The director’s effects company Dexter Studios—responsible for the film’s fantastic creatures and sweeping aerial vistas reminiscent of Peter Jackson’s “The Lord of the Rings”—may not be equal to Hollywood’s best, but it seems that they’re getting there. Both films are CGI visual-effects heavy. While the first film showcased the various landscapes of the different regions of hell, the second film sometimes would add things that seem unnecessary, like the dinosaurs in the desert of fear. The scene is mildly funny, but the dinosaurs seem to be there just for the sake of it. I do like all the ancient Korea scenes.

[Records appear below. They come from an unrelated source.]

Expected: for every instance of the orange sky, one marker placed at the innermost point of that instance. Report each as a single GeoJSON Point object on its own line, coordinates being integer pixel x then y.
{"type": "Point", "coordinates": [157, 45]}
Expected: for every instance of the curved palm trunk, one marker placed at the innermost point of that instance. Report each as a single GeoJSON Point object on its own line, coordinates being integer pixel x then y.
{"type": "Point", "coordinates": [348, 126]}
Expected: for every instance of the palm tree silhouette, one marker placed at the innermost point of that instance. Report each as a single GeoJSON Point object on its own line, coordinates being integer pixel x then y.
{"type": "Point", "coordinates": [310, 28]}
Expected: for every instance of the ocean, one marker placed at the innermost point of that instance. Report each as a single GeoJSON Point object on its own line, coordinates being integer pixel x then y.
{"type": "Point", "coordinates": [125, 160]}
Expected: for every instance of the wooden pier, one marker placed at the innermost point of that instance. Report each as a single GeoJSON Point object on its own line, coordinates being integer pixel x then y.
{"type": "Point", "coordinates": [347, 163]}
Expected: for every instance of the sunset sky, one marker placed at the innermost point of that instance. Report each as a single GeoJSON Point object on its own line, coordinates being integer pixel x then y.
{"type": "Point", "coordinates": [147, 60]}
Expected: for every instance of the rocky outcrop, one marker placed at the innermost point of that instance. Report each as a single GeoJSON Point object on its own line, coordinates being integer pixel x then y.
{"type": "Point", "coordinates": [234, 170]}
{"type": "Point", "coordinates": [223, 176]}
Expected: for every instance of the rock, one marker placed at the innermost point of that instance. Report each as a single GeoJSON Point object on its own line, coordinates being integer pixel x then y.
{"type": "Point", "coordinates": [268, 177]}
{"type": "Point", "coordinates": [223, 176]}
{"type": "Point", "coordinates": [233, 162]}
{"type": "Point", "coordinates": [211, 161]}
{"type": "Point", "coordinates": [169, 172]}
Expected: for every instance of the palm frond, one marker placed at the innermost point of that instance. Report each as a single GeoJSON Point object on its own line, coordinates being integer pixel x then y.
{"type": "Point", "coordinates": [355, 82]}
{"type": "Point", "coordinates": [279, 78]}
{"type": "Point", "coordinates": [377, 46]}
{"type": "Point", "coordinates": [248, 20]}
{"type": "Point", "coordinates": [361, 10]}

You’ll either like Part Two better because it has more character backstories, but you can also like the first one more because it speaks more about the immediate family—particularly devotion to parents—culturally pervasive in Asia.
“Along with the Gods” is the director’s affirmation of what is common to all religions: the dignity of the human soul. That no human is inherently evil, and sins are either paid for or forgiven in this life or the next. The film’s mythology might be a mix of Chinese, Korean and South Asian influences, but penance and the idea of supreme judgment are shared with Christians as well.
“Along with the Gods: The Last 49 Days” is a fitting companion to the first film—a crowd-pleasing spectacle of visuals and epic storytelling, peppered with humor and punctuated by emotional moments that explore the light and dark sides to our humanity.
As in the first film, the second ends with a teaser for the possible next chapters of the AWTG saga—the way the filmmakers twisted the narrative this time, who knows what we’ll see in the next installment.